Siempre según aquella serie de editoriales que Granma publicara a principios de 1966, recopilados más tarde en la revista Bohemia bajo el título de La Lucha contra el Burocratismo: Tarea Decisiva, la solución a que “…mientras permanezca el Estado como institución y mientras la organización administrativa y política no sea, plenamente, de tipo comunista, existirá el peligro de que se vaya formando una capa especial de ciudadanos en el seno del aparato burocrático, administrativo y de dirección, solo puede consistir en la promoción, “…el desarrollo de un hombre nuevo, con una conciencia y una actitud nuevas ante la vida…” En concreto el desarrollo de un individuo constantemente concentrado en la edificación del comunismo, dispuesto a la “entrega total a la causa revolucionaria”, a “actos de valor y sacrificio excepcionales por ella”, y que perpetúe “en la vida cotidiana esa actitud heroica”: Un revolucionario a tiempo completo, un Tábano de la conocida novela romántica. En fin, una mujer o un hombre que no viva en lo rutinario, sino en lo trascendente: un asceta revolucionario.

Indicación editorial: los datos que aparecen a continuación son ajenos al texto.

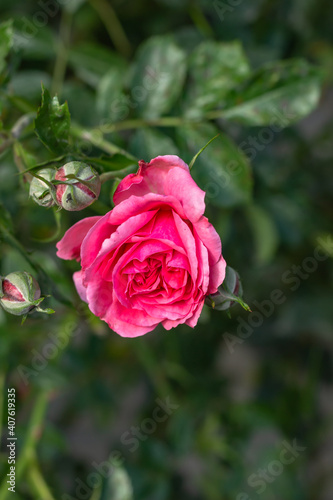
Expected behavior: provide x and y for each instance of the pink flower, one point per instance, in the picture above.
(152, 259)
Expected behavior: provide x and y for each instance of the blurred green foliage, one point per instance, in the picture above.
(173, 75)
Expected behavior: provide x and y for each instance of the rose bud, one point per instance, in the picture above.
(41, 191)
(82, 186)
(19, 293)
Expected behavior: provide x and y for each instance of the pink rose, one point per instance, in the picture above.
(152, 259)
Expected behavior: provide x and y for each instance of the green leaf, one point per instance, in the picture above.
(5, 219)
(91, 62)
(118, 486)
(215, 68)
(157, 76)
(278, 94)
(110, 163)
(24, 158)
(6, 40)
(111, 101)
(222, 170)
(229, 293)
(266, 237)
(52, 124)
(147, 143)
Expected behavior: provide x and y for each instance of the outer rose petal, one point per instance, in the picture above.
(81, 289)
(168, 176)
(69, 246)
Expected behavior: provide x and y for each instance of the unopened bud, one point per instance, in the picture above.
(82, 186)
(229, 293)
(19, 293)
(40, 191)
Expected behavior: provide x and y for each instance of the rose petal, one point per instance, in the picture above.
(168, 176)
(81, 289)
(149, 178)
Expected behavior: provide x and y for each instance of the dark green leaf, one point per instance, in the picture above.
(147, 143)
(6, 40)
(278, 94)
(215, 68)
(265, 233)
(222, 170)
(111, 101)
(52, 124)
(157, 76)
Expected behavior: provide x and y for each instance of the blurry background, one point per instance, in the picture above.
(241, 401)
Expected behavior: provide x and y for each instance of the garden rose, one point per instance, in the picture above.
(154, 257)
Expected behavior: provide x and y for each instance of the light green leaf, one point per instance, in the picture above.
(222, 170)
(118, 486)
(6, 40)
(215, 68)
(278, 94)
(266, 237)
(52, 124)
(157, 76)
(91, 61)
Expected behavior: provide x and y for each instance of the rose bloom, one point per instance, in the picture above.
(154, 257)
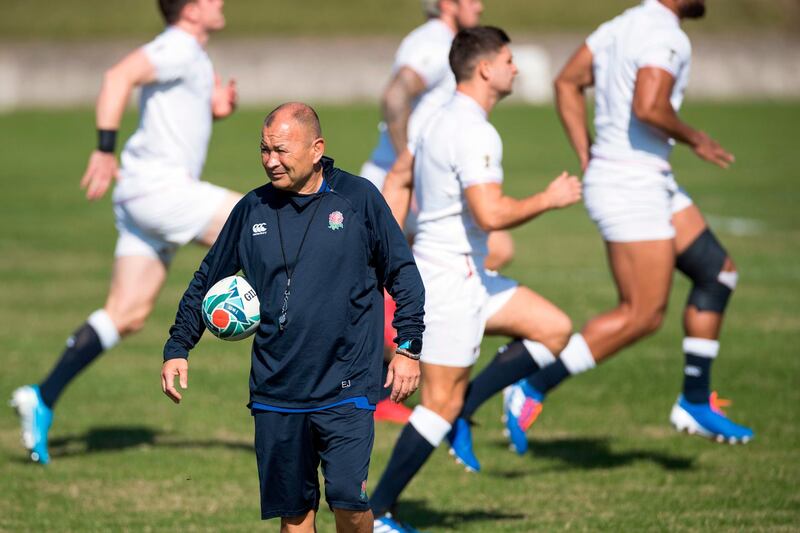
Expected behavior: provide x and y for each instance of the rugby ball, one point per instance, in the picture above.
(231, 310)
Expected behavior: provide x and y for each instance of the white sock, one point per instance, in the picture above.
(577, 356)
(701, 347)
(430, 425)
(105, 328)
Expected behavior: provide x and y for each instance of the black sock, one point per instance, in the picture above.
(409, 454)
(512, 363)
(696, 378)
(82, 348)
(549, 377)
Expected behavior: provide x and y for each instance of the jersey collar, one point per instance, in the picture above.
(662, 10)
(469, 103)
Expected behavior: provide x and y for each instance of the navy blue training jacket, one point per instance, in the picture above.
(332, 346)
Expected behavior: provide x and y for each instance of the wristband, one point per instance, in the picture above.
(107, 141)
(411, 349)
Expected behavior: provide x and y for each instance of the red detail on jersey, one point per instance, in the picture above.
(220, 318)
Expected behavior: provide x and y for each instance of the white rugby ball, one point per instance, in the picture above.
(231, 310)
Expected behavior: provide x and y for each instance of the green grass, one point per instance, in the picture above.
(103, 19)
(603, 456)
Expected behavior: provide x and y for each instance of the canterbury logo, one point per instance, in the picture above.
(692, 371)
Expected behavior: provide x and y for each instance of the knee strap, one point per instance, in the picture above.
(702, 263)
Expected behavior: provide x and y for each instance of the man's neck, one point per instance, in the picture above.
(450, 22)
(195, 30)
(313, 183)
(671, 5)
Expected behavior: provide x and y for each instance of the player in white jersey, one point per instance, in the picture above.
(159, 202)
(421, 82)
(457, 179)
(639, 65)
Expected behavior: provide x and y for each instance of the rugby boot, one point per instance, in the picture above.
(708, 420)
(35, 418)
(522, 405)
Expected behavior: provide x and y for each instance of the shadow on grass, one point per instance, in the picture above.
(591, 453)
(419, 515)
(113, 438)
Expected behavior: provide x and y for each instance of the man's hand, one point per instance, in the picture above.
(101, 169)
(403, 376)
(563, 191)
(223, 101)
(707, 148)
(171, 368)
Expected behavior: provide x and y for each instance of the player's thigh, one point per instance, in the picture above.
(689, 224)
(135, 284)
(218, 219)
(343, 437)
(443, 386)
(642, 271)
(501, 250)
(287, 462)
(455, 301)
(530, 316)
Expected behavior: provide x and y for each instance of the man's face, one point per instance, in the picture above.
(209, 14)
(468, 13)
(501, 71)
(289, 152)
(691, 9)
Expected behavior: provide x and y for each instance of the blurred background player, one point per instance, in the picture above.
(421, 82)
(159, 203)
(458, 175)
(638, 64)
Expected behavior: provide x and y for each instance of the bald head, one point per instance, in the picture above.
(292, 148)
(296, 113)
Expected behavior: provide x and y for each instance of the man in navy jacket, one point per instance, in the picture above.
(318, 245)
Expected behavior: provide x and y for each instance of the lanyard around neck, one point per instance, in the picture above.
(290, 271)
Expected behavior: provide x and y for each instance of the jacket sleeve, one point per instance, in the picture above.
(396, 269)
(222, 260)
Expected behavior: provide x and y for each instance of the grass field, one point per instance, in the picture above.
(101, 19)
(603, 456)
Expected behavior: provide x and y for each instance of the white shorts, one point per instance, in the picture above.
(632, 203)
(376, 174)
(460, 297)
(158, 222)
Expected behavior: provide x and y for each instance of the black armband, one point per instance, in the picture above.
(107, 141)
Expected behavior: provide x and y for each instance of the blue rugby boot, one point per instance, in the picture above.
(35, 418)
(460, 439)
(387, 524)
(522, 405)
(708, 420)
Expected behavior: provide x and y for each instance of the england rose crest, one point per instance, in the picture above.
(336, 220)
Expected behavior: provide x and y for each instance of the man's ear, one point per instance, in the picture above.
(484, 68)
(190, 11)
(318, 146)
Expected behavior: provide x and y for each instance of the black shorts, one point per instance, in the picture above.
(290, 447)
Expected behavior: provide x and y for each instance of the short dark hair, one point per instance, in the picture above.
(472, 43)
(301, 113)
(171, 9)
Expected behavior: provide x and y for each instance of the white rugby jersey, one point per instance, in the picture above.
(648, 35)
(457, 148)
(426, 51)
(174, 113)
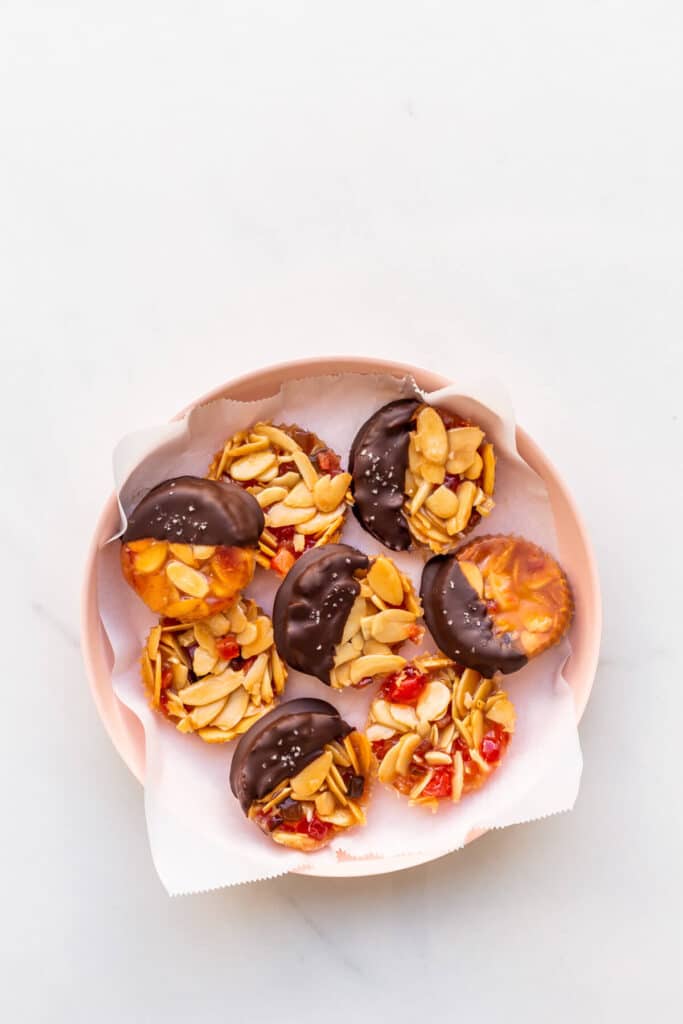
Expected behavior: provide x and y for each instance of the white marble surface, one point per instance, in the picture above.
(190, 190)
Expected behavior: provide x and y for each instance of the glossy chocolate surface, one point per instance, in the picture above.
(460, 624)
(281, 744)
(312, 605)
(193, 510)
(378, 462)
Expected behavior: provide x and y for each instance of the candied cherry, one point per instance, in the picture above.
(493, 744)
(440, 784)
(404, 686)
(227, 647)
(328, 462)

O sea, un individuo en alerta constante, que participe ininterrumpidamente, pero no en la solución consensuada de los problemas concretos y cotidianos que se le presentan a su sociedad, sino en la construcción de un ideal de sociedad en la que, de alguna manera mística, al final de los tiempos, esos problemas desaparecerán o hallarán solución definitiva y satisfactoria para todos y cada uno de sus integrantes.

Este énfasis más que en lo cotidiano en lo trascendente, sin embargo, no provocará el advenimiento de un hombre nuevo socialista, y mucho menos el Estado de participación constante, por parte de todos, que de modo evidente esperan los editorialistas, sino por el contrario la conformación definitiva de un panteón revolucionario encabezado por un Imperante Carismático y su posterior legitimación ad aeternas.

La realidad es que la autodisciplina, la insomne vigilancia de sí mismo, de sus acciones y hasta de sus pensamientos que todo ascetismo implica, genera un esfuerzo psíquico descomunal, asumible solo por unos pocos individuos.

De esta manera la diferencia natural de aptitudes humanas para los esfuerzos psíquicos o para el mantenimiento de la atención tenderá a polarizar a la sociedad, a reproducir dentro de ella las previas desigualdades en la distribución de poder, desfigurando lo que en sus inicios, y al menos en teoría, era sin dudas un destacable intento igualitarista. Así, mientras los ascetas verdaderos sienten de manera continuada la exaltada gracia revolucionaria en su interior, alcanzada gracias a haber cumplido, por propia voluntad, con determinadas normas y principios que a su vez han aceptado solo tras someterlos a su particular criterio, las inmensas mayorías o no pueden, o están demasiado apegadas a lo mundano como para alcanzar tal estado. Imbuidas en las agobiantes necesidades cotidianas, no es en sí que carezcan de la cultura o de la inteligencia necesarias para aspirar a tener un criterio propio, sino sobre todo de tiempo liberado de las necesidades cotidianas de subsistencia para buscar en su transcurso las normas y los principios que les permitan disciplinar sus vidas, en el camino de auto perfeccionamiento constante que es todo ascetismo.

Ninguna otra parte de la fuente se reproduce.